The archive producer on the film, Paul Bell, who also worked on Senna, introduced the screening, by saying we should save the applauds to the end credits, as the film could not have been made without of all who provided their footage. With the home videos from family and friends, and answer message from Amy, we get very close up and personal with her.

Apparently it took months for the director to gain peoples trust, in order to use the footage from Amy’s friends. Kapadia tells the list: “It was all quite recent and painful for a lot of people, and there was a lot of guilt and mistrust. There was a lot of baggage.”

The constant filming of key moment by her near ones is eerie, as it seems done on purpose to later be exploited. It also highlights the fact that we have become obsessed with capturing our lives on camera, the rise in use of mobile phones to capture everyday life makes it possible to make an archive film about anyone’s life.

The distance of four years is not a lot but Amy the film is a document of an era; of the music scene in London; the drugs; eating disorders; the media’s frenzy and our obsession with celebrity.

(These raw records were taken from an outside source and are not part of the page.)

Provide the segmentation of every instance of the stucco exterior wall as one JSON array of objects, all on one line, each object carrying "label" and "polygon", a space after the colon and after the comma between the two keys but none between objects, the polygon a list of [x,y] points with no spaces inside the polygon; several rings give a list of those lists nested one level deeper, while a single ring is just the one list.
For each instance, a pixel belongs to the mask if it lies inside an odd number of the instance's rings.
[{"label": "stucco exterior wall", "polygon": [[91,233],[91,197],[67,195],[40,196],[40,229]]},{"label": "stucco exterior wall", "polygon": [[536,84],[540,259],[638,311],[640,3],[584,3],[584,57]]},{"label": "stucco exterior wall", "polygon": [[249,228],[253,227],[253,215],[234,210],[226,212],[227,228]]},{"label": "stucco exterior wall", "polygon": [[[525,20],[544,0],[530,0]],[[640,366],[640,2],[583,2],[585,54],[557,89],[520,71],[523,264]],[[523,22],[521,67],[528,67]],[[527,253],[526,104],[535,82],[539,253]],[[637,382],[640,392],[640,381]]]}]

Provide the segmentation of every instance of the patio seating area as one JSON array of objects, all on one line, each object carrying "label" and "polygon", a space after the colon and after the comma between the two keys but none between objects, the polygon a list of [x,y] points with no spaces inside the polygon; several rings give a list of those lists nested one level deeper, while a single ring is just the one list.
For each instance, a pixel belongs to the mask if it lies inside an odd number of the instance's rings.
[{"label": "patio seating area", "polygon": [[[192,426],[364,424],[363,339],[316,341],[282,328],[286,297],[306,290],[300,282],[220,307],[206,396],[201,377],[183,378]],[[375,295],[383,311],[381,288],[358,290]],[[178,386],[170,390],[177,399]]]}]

The real tragedy is how the whole community failed in shielding and honouring a talent of Amy’s kind. In the words of Jazz Legend Toni Bennett “Jazz is a wonderful art…the great ones that are very talented, know just how to turn jazz singing into a performance that’s unforgettable, and Amy had that gift.” He compared her to the likes of Billie Holiday and Dinah Washington.

Amy is brilliant and heartbreaking, the use of archive footage, interviews and photographs lets Amy’s own voice, poems and music take center stage and her incredible voice echoes inside you well after leaving the cinema.